In order to provide enough time to “complete the required documentation,” the RSA was extended until next Thursday, April 13. During this time, validations by the OB and the PREPA Governing Board should be obtained.
The PREPA creditors who participated in the negotiations were the Ad Hoc Group of Bondholders, the providers of the lines of credit for fuel, the municipal insurers, and the Economic Development Bank. The PREPA was represented by the Fiscal Agency and Financial Advisory Authority (FAFAA).
Rosselló held that the changes are designed to allow PREPA to take the “necessary steps” to modernize its operations and implement his administration’s public energy policy. This public policy includes the attraction of new private investment, mainly for generation, and the public-private alliance programs.
“You might recall the notion, through various sources, that the previous agreement could not be improved, that it was the only alternative for Puerto Rico, and we insisted on negotiating in good faith. We have reached those agreements and, not only were the savings obtained but the impact to the consumer is almost 40% less,” said Rosselló from the Pan American II Pier in San Juan, where he announced an agreement with a cruise line.
“(The new RSA) is linked to an ordered transition in the operation of PREPA, for it to be not only a financial agreement, but so that we may also make the necessary changes in terms of generation, transmission, and of all of its structure. We have reached an agreement in less than 100 days, and when compared to the agreement made by Lisa Donahue, the dozens of millions of dollars invested on it, and which brought no results, we have an additional savings of $1.5 billions for the people of Puerto Rico,” he added.
For his part, the executive director of FAFAA, Gerardo Portela, commented that the transaction represents “the first step in the comprehensive restructuring” of Puerto Rico’s debt, which stands at around $69 billion. He noted that the office was advised by Rothschild & Co., as financial advisor, Bank of America Merill Lynch, as investment bank, and Greenberg Tauring, as legal counsel.
The executive director of PREPA, Ricardo L. Ramos, referred a petition for an interview to the FAFAA.
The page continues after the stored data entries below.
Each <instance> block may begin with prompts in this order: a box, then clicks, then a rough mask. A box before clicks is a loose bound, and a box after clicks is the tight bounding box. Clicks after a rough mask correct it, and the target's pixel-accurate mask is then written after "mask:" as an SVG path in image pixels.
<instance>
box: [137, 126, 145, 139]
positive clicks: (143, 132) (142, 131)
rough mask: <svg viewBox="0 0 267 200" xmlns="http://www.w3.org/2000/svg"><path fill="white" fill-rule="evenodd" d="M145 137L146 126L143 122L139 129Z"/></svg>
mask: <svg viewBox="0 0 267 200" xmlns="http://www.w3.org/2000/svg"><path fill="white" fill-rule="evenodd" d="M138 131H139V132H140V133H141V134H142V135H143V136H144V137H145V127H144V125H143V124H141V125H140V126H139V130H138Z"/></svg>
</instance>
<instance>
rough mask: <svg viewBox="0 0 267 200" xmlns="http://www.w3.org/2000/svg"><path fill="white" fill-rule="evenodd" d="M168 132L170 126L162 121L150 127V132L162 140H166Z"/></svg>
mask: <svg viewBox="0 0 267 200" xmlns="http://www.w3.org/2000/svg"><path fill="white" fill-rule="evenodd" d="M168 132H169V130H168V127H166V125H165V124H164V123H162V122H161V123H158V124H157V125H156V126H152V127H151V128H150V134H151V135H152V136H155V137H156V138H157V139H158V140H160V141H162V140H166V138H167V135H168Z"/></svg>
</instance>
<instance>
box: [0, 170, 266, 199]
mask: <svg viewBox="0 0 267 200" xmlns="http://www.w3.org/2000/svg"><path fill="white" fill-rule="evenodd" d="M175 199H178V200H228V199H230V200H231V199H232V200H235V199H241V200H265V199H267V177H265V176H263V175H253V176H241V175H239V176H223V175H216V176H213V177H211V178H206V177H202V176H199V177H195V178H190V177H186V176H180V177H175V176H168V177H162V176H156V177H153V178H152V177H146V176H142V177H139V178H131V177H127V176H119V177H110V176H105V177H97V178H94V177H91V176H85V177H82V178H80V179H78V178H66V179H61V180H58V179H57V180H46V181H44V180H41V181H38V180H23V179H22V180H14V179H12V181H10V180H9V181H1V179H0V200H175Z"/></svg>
Meanwhile, the president of the Governing Board of the public company, Luis Benítez, limited himself to congratulating the governor and his team, “because our north has always been to improve the agreements.”
He added that the changes announced yesterday were possible “thanks” to the new Puerto Rico Oversight, Management, and Economic Stability Act (PROMESA), which provides additional negotiation tools.
Sources of El Nuevo Día close to the transaction highlighted as an “achievement” that the new terms of the RSA were agreed –albeit preliminarily– before May 1, when the stay on litigations associated with Puerto Rico’s deb expires, according to that provided for in PROMESA. Had it not been that way, PREPA would have been exposed to collection suits and, ultimately, in the OB invoking Tittle III of PROMESA, which establishes a territorial bankruptcy procedure.
“Postpone the Blow”
In the opinion of economist Vicente Feliciano, what the announcement made yesterday does is to “postpone the blow” to the pockets of consumers, because the life of PREPA’s debt was extended but its reduction remained unchanged with respect to the original agreement.
“If no change was made to the reduction or the interest rate, what the agreement does is to postpone payments. The blow is not being lessened,” said Feliciano.
In agreement with him was Tomás Torres, coordinator of the Puerto Rico Institutefor Competitiveness and Sustainable Economy (ICSE), who said that “postponing payments brings no relief, it solves nothing.” He insisted on the reduction of the debt being “much bigger,” for rates to go down and for there to be economic growth.
Feliciano and Torres denounced, also, that the Government has not been sufficiently transparent in revealing the new terms of the RSA. Both reacted only on the information given in a press release, as no other official document was made available.